Application of Quantum Machine Learning to High Energy Physics Analysis at LHC using IBM Quantum Computer Simulators and IBM Quantum Computer Hardware

Our group pioneers the use of Quantum Machine Learning (QML) on High Energy Physics analysis at LHC. We have successfully employed several QML classification algorithms in the ttH (Higgs production in association with a top quark pair) and Higgs to two muons (Higgs coupling to second generation fermions), two recent LHC flagship physics analysis, on gate-model quantum computer simulators and hardware. The simulation studies have been performed with the IBM Quantum Framework, Google Tensorflow Quantum Framework, and Amazon Braket Framework, and we have achieved good classification performance that is similar to the performances of the classical machine learning methods currently used in LHC physics analyses, classical SVM, classical BDT, and classical deep neural network for example. We have also performed our studies using IBM superconducting quantum computer hardware and the performance is promising and is approaching the performance from IBM quantum simulators. Moreover, we extend our studies to other QML areas such as quantum anomaly detection and quantum generative adversarial, and some preliminary results have been obtained.
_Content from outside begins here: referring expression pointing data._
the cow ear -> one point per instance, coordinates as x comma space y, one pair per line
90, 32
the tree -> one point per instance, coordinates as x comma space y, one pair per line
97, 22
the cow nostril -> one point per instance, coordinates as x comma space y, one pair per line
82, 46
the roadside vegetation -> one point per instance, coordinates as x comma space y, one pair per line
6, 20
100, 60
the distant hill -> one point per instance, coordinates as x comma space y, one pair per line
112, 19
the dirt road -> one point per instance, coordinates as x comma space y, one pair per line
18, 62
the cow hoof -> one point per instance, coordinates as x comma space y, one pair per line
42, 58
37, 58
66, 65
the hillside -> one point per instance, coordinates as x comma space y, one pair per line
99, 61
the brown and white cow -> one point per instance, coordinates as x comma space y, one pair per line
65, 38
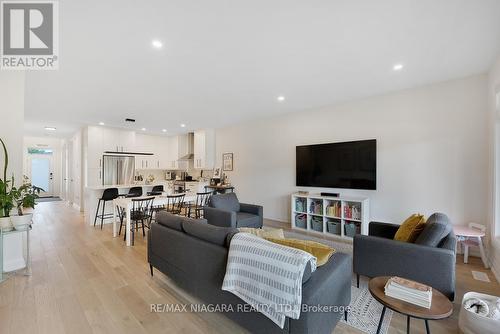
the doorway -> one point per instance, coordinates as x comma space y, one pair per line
40, 170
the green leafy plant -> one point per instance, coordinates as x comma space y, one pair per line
6, 200
25, 196
15, 197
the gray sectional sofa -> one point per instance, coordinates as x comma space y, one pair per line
194, 255
430, 260
226, 210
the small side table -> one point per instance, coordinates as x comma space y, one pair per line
27, 255
477, 235
441, 306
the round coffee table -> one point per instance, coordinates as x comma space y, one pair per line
441, 306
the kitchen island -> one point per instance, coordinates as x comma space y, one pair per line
92, 195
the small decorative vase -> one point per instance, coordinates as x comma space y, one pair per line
21, 223
5, 224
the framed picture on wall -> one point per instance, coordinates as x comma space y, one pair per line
217, 173
227, 162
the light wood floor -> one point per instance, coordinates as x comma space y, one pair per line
86, 281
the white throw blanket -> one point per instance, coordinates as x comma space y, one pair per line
267, 276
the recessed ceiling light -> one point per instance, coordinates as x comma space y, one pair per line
398, 67
157, 44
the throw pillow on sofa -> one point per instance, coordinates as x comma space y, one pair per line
411, 228
320, 251
264, 232
437, 228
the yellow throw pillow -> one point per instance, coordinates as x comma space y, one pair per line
411, 228
263, 233
320, 251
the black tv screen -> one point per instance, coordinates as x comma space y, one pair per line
350, 165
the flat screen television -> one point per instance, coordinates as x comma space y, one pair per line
351, 165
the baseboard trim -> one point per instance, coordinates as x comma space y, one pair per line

Also, we have overcome the challenges of intensive computing resources in the cases of large qubits (25 qubits or more) and large numbers of events using NVIDIA cuQuantum with NERSC Perlmutter HPC. Our studies give an example that Quantum Machine Learning performs as well as its classical counterpart for realistic High Energy Physics analysis datasets. Furthermore, our result on noisy quantum hardware provides important validation for the result on noiseless quantum simulators.